Ich heiße Günter Budelski und bin 1940 in Königsberg (Ostpreußen) geboren. Königsberg wurde 1255 vom Deutschen Orden gegründet und 1701 mit der Königskrönung Friedrichs III zum Königreich erhoben. Der Kurfürst Friedrich III krönte sich selbst als Friedrich I zum König von Preußen.
Heute gehört Königsberg zu Russland und heißt Kaliningrad.
In der Zeit des Nationalsozialismus war Königsberg Amtssitz des Gauleiters Erich Koch.
Als 1941 der Deutsch-Sowjetische Krieg begann gab es zwar einige Bombenangriffe. Danach blieb Königsberg bis 1944 einigermaßen von Kriegshandlungen verschont.
Ende August bombardierte die Royal Air Force (Engländer) Königsberg massiv mit zirka 800 Tonnen phosphorgefüllter Brand-und Sprengbomben.
Weite Teile Königsbergs brannten tagelang. Es gab viele Tote, zirka 200.000 Menschen wurden obdachlos.
Ich selbst kann mich an Nächte im Luftschutzkeller erinnern. Im Januar 1945 war Königsberg durch die Rote Armee eingeschlossen. Die militärische Führung hat Königsbergs Wehrmacht zur Festung erklärt.
Flucht war untersagt. Wer es dennoch wagte, wurde erschossen. Wir waren eingeschlossen.
Der Gauleiter weigerte sich hartnäckig den Räumungsbefehl zu erteilen.
Bis der Druck unter den 700.000 Menschen so groß war und eine Massenflucht einsetzte.
Das „Reich“ war auf dem Landweg nicht mehr zu erreichen.
Als einziger Fluchtweg blieb nur noch die Ostsee.

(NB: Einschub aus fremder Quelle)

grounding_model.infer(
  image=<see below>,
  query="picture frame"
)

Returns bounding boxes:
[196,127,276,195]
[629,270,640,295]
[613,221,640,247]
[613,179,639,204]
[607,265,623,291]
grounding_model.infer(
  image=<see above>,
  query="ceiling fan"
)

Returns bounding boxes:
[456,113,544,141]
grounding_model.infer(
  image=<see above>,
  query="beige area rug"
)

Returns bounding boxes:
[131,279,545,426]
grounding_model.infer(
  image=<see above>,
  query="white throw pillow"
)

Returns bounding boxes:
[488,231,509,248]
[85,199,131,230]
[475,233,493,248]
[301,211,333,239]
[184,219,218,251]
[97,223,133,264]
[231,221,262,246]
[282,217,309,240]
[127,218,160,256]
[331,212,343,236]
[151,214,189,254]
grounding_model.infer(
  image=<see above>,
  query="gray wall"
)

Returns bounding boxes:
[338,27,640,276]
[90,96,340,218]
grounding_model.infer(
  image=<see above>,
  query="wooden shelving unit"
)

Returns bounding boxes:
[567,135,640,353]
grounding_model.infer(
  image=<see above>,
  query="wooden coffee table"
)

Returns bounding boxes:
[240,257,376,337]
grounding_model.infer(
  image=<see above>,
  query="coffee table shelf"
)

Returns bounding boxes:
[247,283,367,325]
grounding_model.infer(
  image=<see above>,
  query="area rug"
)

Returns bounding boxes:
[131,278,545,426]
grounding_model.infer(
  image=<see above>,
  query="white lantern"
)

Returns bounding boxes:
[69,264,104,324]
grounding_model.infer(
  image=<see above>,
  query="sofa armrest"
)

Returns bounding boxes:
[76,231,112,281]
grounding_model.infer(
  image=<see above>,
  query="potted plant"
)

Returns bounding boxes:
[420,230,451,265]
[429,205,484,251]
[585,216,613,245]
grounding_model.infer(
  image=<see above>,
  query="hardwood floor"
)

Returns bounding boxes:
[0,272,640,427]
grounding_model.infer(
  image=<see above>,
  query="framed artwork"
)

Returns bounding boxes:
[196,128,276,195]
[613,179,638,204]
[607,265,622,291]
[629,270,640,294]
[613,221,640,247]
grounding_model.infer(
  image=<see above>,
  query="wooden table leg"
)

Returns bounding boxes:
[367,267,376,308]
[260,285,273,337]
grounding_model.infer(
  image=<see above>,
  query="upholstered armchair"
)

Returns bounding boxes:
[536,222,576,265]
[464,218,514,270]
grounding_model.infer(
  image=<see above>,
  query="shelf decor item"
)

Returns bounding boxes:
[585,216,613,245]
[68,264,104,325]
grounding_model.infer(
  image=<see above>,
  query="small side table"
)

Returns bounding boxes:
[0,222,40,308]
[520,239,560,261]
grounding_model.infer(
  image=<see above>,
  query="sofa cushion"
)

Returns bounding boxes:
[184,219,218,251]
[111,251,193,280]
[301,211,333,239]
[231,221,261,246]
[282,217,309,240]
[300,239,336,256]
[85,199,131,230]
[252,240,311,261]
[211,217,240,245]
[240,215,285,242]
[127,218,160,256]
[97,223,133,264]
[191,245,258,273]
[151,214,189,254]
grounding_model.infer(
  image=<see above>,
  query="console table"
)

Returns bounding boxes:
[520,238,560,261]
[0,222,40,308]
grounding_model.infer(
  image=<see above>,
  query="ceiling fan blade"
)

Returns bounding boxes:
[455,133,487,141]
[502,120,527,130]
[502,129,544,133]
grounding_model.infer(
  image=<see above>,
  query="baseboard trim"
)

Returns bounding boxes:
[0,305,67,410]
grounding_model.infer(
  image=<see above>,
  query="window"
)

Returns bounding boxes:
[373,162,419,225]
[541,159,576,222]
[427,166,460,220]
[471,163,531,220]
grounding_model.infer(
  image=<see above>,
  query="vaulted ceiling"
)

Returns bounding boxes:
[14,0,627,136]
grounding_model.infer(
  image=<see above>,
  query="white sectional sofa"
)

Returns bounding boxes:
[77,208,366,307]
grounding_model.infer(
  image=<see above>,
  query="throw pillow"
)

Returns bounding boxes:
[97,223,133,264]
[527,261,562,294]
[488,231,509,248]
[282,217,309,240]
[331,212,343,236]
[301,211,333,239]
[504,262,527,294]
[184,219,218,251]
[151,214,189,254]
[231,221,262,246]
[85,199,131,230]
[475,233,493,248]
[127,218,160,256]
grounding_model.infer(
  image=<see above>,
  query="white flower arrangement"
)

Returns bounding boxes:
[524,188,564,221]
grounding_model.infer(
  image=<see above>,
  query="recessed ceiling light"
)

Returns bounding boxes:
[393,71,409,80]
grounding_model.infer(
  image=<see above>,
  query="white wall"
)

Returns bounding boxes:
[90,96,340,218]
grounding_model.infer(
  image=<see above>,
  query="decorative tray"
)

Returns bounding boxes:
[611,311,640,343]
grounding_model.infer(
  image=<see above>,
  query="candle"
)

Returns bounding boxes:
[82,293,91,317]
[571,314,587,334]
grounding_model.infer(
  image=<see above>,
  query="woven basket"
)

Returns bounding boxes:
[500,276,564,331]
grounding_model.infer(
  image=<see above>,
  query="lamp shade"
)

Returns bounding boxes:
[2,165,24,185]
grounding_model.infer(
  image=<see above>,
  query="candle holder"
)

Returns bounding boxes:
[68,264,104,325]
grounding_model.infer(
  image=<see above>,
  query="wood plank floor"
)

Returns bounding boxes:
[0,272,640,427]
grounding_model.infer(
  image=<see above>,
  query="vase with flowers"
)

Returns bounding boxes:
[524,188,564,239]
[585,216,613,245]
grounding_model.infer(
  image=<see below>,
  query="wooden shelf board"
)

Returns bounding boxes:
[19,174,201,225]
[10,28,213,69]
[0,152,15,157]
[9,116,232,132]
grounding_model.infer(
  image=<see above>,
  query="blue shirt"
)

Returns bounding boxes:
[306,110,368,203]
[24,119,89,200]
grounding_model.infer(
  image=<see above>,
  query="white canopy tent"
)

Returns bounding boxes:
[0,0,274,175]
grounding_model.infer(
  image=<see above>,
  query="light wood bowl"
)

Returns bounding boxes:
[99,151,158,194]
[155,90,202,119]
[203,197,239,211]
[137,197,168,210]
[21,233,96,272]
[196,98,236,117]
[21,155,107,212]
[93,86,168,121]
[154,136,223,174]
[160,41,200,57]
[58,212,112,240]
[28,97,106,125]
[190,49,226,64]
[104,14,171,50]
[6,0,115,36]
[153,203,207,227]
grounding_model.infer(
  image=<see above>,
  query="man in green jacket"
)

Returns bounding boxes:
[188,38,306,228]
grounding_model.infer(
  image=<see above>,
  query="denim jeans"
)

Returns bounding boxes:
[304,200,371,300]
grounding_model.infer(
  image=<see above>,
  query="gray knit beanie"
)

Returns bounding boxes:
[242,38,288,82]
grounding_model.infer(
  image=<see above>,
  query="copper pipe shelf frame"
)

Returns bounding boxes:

Und das bei 21 Grad Minus. Man kann sich vorstellen, was das für meine Mutter bedeutete, mit drei kleinen Kindern (meine Schwestern waren drei und eineinhalb Jahre) inmitten von hunderttausenden Menschen ein Schiff zu ergattern.
Zigtausende starben oder erfroren schon in den ersten Tagen.
Ich erinnere mich an das Chaos, welches ich mit fünf Jahren natürlich nicht einordnen konnte. Alle zur verfügbaren Schiffe (Handels- und Marineschiffe) wurden eingesetzt. Jeder wollte aufs Schiff Richtung Westen. Trotz des Aufrufs Frauen und Kinder vorzulassen, versuchten Wehrmachtsangehörige sich als Frauen zu verkleiden. Es galt die eigne Haut zu retten. Wir hatten Glück und gelangten auf ein Handelsschiff.
Nach mehrtägiger Fahrt gelangten wir nach Schleswig-Holstein und wurden dann auf die umliegenden Städte verteilt. Die damalige Verteilung wurde in Deutschland mittels Zwangseinweisung geregelt.
Wir vier (meine Mutter mit drei kleinen Kinder) bekamen ein Zimmer in einem Bauernhaus.
Dass die Bauern über diese neuen „Mitbewohner“ nicht glücklich waren, kann man sich vorstellen. Ich habe die „Kalte Heimat“ zu spüren bekommen.
In der Schule wurden wir Flüchtlinge von Mitschülern gehänselt. Die Bauern wachten mit Argusaugen, dass wir nicht klauten.
Das Misstrauen gegen uns war sehr groß.
Frei nach dem Motto „wer weiß was für ein Gesindel sich da eingenistet hat.“
Der Integrationsprozess dauerte bis in die 50er-Jahre. Im Nachhinein ist mir bewusst geworden, was unsere Mütter geleistet haben. Weil die Männer tot oder in Gefangenschaft waren, lag auf ihren Schultern die Last des Wiederaufbaus.
Auch das kleinere Deutschland hat Unglaubliches geleistet. 10 Millionen Flüchtlinge mussten integriert werden. Das ist geschafft worden!
Das wiedervereinigte Deutschland stöhnt heute über 1 Million Flüchtlinge.
Auch wir Kinder mussten von Anfang an mithelfen. ADHS-Syndrom kannten wir nicht. Psychologischen Beistand hatte meine Generation nicht benötigt. Wir mussten funktionieren.
So war es für mich bis heute immer eine Selbstverständlichkeit, mich in vielfältiger Weise zu engagieren. Mich einzusetzen für die Benachteiligten. So auch jetzt in der Flüchtlingshilfe.